El pasado 15 de marzo, un supremacista blanco mataba a 51 personas en dos mezquitas de Nueva Zelanda y lo difundía en directo por internet. El horrendo crimen exponía, en toda su crueldad, la incapacidad de reguladores y plataformas para evitar la propagación de los mensajes de odio en las redes sociales. Dos meses después, 26 países y los gigantes de internet se han comprometido con el 'llamamiento de Christchurch' a que algo así no pueda volver a producirse. ¿Cómo? Mejorando, entre otras cosas, los sistemas de detección para adelantarse a los terroristas y a aquellos que difunden sus mensajes en las redes.

El documento, de cuatro páginas, ha sido impulsado por el presidente francés, Emmanuel Macron, y la primera ministra neozelandesa, Jacinda Ardern, y detalla los compromisos de gobiernos y plataformas digitales para luchar contra el terrorismo y el extremismo violento en internet. Se trata de algo parecido a un código de conducta voluntario, que hoy firmaron en el palacio del Elíseo jefes de Estado y de gobierno como el rey Abdalá de Jordania, el primer ministro canadiense, Justin Trudeau, o la británica Theresa May, además de los directivos de tecnológicas como Google, Microsoft o Facebook.

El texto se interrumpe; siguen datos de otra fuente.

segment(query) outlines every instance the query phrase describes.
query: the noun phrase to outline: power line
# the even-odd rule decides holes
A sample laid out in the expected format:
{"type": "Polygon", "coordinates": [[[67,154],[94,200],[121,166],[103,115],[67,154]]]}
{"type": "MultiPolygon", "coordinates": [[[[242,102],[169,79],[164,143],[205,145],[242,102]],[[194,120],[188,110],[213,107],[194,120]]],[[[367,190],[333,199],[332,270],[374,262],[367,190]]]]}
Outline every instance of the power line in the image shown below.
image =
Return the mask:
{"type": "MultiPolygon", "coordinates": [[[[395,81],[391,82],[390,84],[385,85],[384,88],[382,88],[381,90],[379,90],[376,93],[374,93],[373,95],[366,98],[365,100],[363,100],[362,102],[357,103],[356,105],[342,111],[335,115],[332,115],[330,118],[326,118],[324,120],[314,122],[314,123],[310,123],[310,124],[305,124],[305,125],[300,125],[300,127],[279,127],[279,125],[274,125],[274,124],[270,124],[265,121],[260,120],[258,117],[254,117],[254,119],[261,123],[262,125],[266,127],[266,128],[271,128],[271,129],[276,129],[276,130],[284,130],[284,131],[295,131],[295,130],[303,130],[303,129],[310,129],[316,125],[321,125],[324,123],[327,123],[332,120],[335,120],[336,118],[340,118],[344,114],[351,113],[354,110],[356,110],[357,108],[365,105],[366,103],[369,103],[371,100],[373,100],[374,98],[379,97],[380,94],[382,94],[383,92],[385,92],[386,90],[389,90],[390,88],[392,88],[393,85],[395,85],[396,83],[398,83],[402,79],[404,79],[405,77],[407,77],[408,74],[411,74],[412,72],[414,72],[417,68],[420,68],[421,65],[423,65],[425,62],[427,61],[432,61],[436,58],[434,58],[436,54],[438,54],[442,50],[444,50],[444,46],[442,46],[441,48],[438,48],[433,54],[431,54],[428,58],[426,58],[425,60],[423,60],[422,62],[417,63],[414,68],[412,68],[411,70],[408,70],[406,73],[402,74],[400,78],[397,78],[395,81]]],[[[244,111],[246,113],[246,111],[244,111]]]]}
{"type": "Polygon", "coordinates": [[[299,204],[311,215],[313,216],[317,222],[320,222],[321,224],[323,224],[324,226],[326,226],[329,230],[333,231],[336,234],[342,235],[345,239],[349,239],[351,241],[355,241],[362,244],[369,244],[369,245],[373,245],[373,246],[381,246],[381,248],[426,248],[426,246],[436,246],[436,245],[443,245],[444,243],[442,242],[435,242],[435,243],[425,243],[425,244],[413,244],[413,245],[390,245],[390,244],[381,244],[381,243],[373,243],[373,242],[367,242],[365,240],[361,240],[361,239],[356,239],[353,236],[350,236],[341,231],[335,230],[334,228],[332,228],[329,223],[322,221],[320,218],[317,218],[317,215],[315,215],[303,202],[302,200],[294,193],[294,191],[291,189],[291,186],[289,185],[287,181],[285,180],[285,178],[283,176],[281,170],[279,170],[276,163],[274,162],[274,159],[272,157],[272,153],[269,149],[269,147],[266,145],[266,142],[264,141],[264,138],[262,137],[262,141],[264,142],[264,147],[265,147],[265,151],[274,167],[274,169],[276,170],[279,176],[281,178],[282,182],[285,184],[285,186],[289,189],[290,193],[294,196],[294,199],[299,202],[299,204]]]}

La red social fundada por Mark Zuckerberg ha sido la primera en responder a la llamada, y hoy prometió limitar su herramienta Facebook Live, que permite la difusión en directo de imágenes, a aquellos que hayan sido sancionados por la plataforma por incumplir sus normas más sensibles.

El llamamiento, dijo Macron, asocia «a todos los actores de internet» y propone «acciones concretas para acompañarlo». A los gobiernos les pide reforzar la legislación que ya existe en sus países o crear nuevas leyes para prohibir los contenidos extremistas violentos, y a las plataformas evitar, de manera transparente, la descarga de contenidos de odio y su difusión en las redes, así como la retirada inmediata y permanente de las que puedan llegar a publicarse. Cada empresa deberá decidir, no obstante, qué considera contenido extremista violento y, por tanto, inaceptable, ya que el documento no incluye una definición.

Las plataformas firmantes se han comprometido a compartir cifras sobre el número de mensajes de odio que eliminan de sus páginas, algo que la mayor parte de ellas ya han empezado a hacer. Twitter, por ejemplo, anunció recientemente haber cerrado 166.513 cuentas por «terrorismo» en los últimos 6 meses de 2018, y Facebook ha asegurado que sus herramientas consiguen detectar el 99% de los contenidos terroristas, y que la mitad de ellos no duran más de dos minutos en su web. El llamamiento pide, además, la mejora y generalización de bases de contenidos prohibidos, que impulsó en 2016 la Comisión Europea -este miércoles en la firma del documento estaba también su presidente, Jean Claude-Juncker-, y que cuenta ya con 100.000 contenidos que son detectados de forma automática como propaganda terrorista.

El atentado de Christchurch, cuyo macabro vídeo se hizo viral en cuestión de horas, puso a prueba la capacidad de gigantes como Facebook para detectar con rapidez el contenido que debía ser eliminado, un auténtico desafío técnico debido a que, entre otras cosas, los usuarios habían realizado diferentes montajes con las imágenes. La plataforma anunció este miércoles que va a invertir 7,5 millones de dólares (6,7 millones de euros) para mejorar el análisis de imágenes fijas y vídeos.

«Siempre veré las redes sociales como algo positivo -dijo Jacinda Ardern-. Sin embargo, por desgracia, creemos que también puede ser utilizado para propagar el odio. Nuestro desafío es encontrar cómo garantizar un acceso libre y seguro a esas plataformas a la vez que impedimos en el futuro el mal que hemos visto».